Teori Pelanggaran Ekspektasi
Fenomena komunikasi Purbaya dapat dibaca lewat Expectancy Violation Theory. Publik biasanya berekspektasi seorang Menteri Keuangan berbicara formal, penuh data, dan hati-hati seperti pendahulunya, Sri Mulyani. Purbaya justru mematahkan ekspektasi itu.
Sebagian orang merespons positif, menganggap gaya bicara koboy sebagai angin segar. Ia tampil berani, menantang status quo, dan terasa lebih dekat dengan rakyat biasa. Sebagian lain menilai gaya itu tidak pantas, menodai wibawa pejabat tinggi negara. Dalam teori komunikasi, pelanggaran ekspektasi bisa menghasilkan dua respon ekstrem: kekaguman atau penolakan.
Bagi Purbaya, strategi ini tampaknya disengaja. Dengan bahasa yang lugas dan kadang nyeleneh, ia berusaha membuat kebijakan fiskal yang rumit terasa lebih sederhana. Ia ingin publik tidak sekadar mendengar angka, tetapi ikut merasakan urgensi dari kebijakan tersebut. Namun, popularitas bukanlah jaminan. Jika kebijakan gagal membuahkan hasil, gaya koboy yang dulu dielu-elukan bisa berubah menjadi bahan olok-olok.
Antara Keberanian dan Resiko
Purbaya membangun citra sebagai menteri yang berani mendobrak tradisi. Ia menolak formalitas, memilih gaya bicara yang apa adanya. Dalam kacamata psikologi komunikasi, keberanian ini adalah strategi untuk mengikat perhatian publik, membangun citra “pemimpin berbeda”.
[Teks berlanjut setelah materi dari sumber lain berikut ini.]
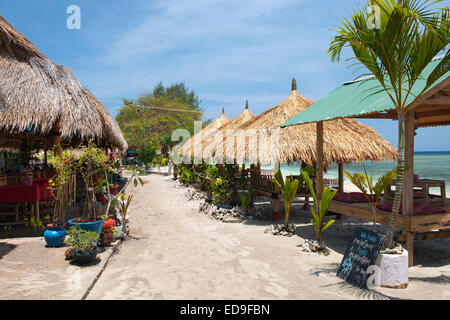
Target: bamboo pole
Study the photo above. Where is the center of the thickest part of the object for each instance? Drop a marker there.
(341, 177)
(319, 159)
(408, 182)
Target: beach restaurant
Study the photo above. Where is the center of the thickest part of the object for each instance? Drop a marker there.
(423, 216)
(346, 141)
(42, 107)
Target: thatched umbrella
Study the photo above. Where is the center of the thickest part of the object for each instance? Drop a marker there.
(217, 148)
(345, 140)
(40, 99)
(197, 140)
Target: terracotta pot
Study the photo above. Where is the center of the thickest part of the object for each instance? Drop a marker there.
(114, 189)
(101, 197)
(97, 177)
(106, 239)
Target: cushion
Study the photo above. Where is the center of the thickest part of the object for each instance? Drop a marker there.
(418, 194)
(418, 209)
(351, 197)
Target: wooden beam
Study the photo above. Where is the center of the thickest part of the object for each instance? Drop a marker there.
(319, 159)
(430, 93)
(408, 182)
(57, 149)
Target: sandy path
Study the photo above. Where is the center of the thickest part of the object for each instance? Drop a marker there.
(179, 253)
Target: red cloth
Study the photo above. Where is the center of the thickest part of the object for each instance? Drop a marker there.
(16, 193)
(351, 197)
(46, 192)
(418, 209)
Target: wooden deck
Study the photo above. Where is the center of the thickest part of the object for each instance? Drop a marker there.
(422, 227)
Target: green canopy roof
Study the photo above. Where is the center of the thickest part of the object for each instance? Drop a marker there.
(357, 98)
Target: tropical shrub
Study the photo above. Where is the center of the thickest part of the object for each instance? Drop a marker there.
(82, 240)
(320, 207)
(65, 166)
(246, 198)
(288, 189)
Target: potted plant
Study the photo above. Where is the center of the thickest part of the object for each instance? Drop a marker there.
(288, 189)
(246, 198)
(92, 161)
(106, 236)
(318, 211)
(64, 166)
(124, 205)
(83, 243)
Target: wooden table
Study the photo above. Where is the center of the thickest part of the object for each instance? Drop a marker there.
(425, 185)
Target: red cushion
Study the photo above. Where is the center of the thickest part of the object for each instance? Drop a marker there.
(418, 209)
(418, 194)
(351, 197)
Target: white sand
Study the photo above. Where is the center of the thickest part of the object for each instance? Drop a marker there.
(179, 253)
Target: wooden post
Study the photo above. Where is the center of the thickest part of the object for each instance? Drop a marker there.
(408, 183)
(341, 177)
(319, 159)
(57, 145)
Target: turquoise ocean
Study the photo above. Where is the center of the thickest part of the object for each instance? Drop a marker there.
(431, 165)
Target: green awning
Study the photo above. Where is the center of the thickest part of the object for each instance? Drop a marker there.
(356, 98)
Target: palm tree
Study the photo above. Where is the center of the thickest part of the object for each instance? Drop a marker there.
(395, 48)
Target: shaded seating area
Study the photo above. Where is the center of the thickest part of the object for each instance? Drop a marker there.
(424, 217)
(43, 107)
(346, 141)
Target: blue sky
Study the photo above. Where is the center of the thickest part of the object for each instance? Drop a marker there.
(226, 51)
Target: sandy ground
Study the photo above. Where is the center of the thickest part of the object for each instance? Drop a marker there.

Tetapi, setiap kata yang keluar darinya adalah taruhan. Publik yang sudah terbiasa dimanjakan oleh retorikanya akan menagih bukti. Tanpa hasil nyata, kata-kata bisa kehilangan makna. Apalagi jika risiko inflasi dan stagnasi benar terjadi, publik tak hanya menilai kebijakan, melainkan juga gaya komunikasi yang melatarbelakanginya.
Dengan segala kontroversinya, Purbaya menunjukkan bahwa komunikasi pejabat bukan lagi sekadar penyampaian informasi, melainkan juga strategi membentuk persepsi. Apakah ia akan dikenang sebagai “Menteri Koboy” yang sukses menjinakkan inflasi, atau justru sebagai simbol retorika yang gagal? Waktu dan hasil kebijakanlah yang akan menjawabnya.